The Journey




Showing us what might have been the way in which peace in Northern Ireland was secured in 2006.

Journey, The

Colm Meaney and Timothy Spall


Taking a title that has been used before, Nick Hamm's new film The Journey is about the Rev. Ian Paisley and Martin McGuinness and the desperate hope that these two men with their utterly opposed views might nevertheless find sufficient common ground to foster peace in Northern Ireland. The year was 2006 and Scotland the location for their talks which, to the dismay of Tony Blair, appeared likely to break up in failure.


In this fanciful telling by Colin Bateman, the situation was only saved through a desperate strategy that chance brought into play.
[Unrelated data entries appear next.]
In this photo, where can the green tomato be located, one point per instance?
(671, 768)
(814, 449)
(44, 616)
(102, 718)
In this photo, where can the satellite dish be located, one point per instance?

Bad weather closed Glasgow airport but Paisley, then 81, was determined to get a flight to bring him back to Belfast in order to celebrate his fiftieth wedding anniversary. To do this he was driven to Edinburgh airport instead and the journey found him sharing a car with McGuinness. The authorities saw it as a last opportunity for the two men to find common ground which would only be possible if the Sinn Fein politician and former IRA man McGuinness could break through Paisley’s disdain. That would be anything but easy because the leader of the Democratic Unionists was a staunchly religious extremist filled with hatred of those who had caused so many deaths of innocent people.


Despite the figures involved in the background (Toby Stephens as Blair, John Hurt as Harry Patterson of MI5 and Catherine McCormack vaguely assisting), The Journey is almost a two-hander with an extra role for the car’s driver (Freddie Highmore). Back in 2013 Locke transformed one man’s car ride into brilliant cinema, but Hamm’s work here, competent though it is, can’t prevent one from feeling that this kind of imagined drama about how two real-life figures might have engaged with one another has its usual, more natural home on the stage or else on TV. Bateman’s writing style doesn’t always hide the artifice, but it does allow for a conversation that touches tellingly on Northern Ireland’s tragic history through references to Bloody Sunday, Bobby Sands and the like.


However the strongest appeal here lies in seeing Colm Meaney as McGuinness (playing on home ground it might be said) go head to head with Timothy Spall who adopts the necessary Irish accent and goes all out following his role in Denial for another striking character study. The film may never quite lose the sense of all this being a writer's contrivance, but these two actors, ably supported, do offer great value. Even so, it may seem apt that the film is quietly stolen from under them by a less showy portrayal in the background: once again we are reminded of the loss we have experienced through the recent death of John Hurt.




Cast: Timothy Spall, Colm Meaney, Freddie Highmore, John Hurt, Toby Stephens, Catherine McCormack, Ian McElhinney, Ian Beattie, Barry Ward, Daniel Portman.


Dir Nick Hamm, Pro Piers Tempest, Mark Huffam and Nick Hamm, Screenplay Colin Bateman, Ph Greg Gardiner, Pro Des David Craig, Ed Chris Gill, Music Stephen Warbeck, Costumes Susan Scott.


IM Global/Greenroom Entertainment/Tempo Production/Lipsync-SWEN Entertainment.
94 mins. USA/UK. 2016. Rel: 5 May 2017. Cert. 12A.